Nach solchen Toren bleibt Trainern nur die Feststellung, dass ihre Mannschaft, nicht - wie war das noch: bissig genug war. Stuttgarts Coach Matarazzo brachte in der Halbzeit drei neue Spieler, und einer von ihnen, Philipp Förster, kam nach einer feinen Ablage von Sascha Kalajdzic so frei zum Schuss, dass er in der 49. Minute den Anschlusstreffer erzielen konnte. Die Stuttgarter hatten Vorteile, aber je länger dieses Spiel dauerte, desto mehr erinnerte es an jenen Kampf vor zwei Jahren mit seiner Unansehnlichkeit, die am Ende den Berlinern nutzte.
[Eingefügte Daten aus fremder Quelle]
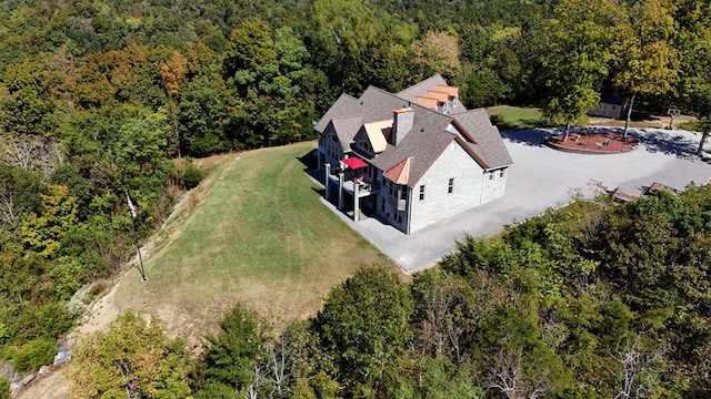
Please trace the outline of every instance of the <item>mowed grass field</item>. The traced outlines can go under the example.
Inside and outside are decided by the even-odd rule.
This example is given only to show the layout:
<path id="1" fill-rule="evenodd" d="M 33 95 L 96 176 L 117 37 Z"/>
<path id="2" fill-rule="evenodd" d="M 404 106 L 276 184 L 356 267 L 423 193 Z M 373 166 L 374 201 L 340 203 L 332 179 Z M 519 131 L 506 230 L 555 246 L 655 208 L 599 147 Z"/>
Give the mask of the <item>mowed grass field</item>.
<path id="1" fill-rule="evenodd" d="M 163 318 L 190 341 L 241 303 L 279 325 L 316 314 L 329 289 L 361 264 L 390 263 L 319 201 L 306 173 L 314 143 L 234 155 L 204 201 L 116 294 L 119 310 Z M 393 268 L 395 266 L 393 265 Z"/>
<path id="2" fill-rule="evenodd" d="M 489 117 L 499 115 L 500 130 L 532 129 L 543 125 L 541 109 L 511 105 L 497 105 L 487 109 Z"/>

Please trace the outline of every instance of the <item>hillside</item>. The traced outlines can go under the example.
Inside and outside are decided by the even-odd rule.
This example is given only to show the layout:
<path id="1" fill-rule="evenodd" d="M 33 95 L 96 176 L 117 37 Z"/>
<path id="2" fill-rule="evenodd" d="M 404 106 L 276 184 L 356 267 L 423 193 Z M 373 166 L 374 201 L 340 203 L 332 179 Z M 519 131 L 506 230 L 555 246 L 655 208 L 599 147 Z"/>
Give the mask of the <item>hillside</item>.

Sie setzten verlorenen Bällen nach, als wäre dies ein entscheidendes Pokalspiel.

Wiederholt sich die Geschichte, wenn zwei Klubs erneut aufeinandertreffen?

Jetzt könnte den Berlinern etwas gelingen, das sich die wenigsten in Köpenick hatten vorstellen können. "Es gilt, neue Reize zu setzen", sagt Trainer Urs Fischer. "Wenn du die Möglichkeit hast, solltest du sie nutzen." Draußen, im Wäldchen hinter dem Stadion, standen nach dem Spiel einige Fans beisammen, als wollten sie zumindest in der Nähe sein, wenn Unvorstellbares greifbar wird. Hauptsache mal dabei sein, könnten sie in Köpenick sagen, diesmal im Europapokal.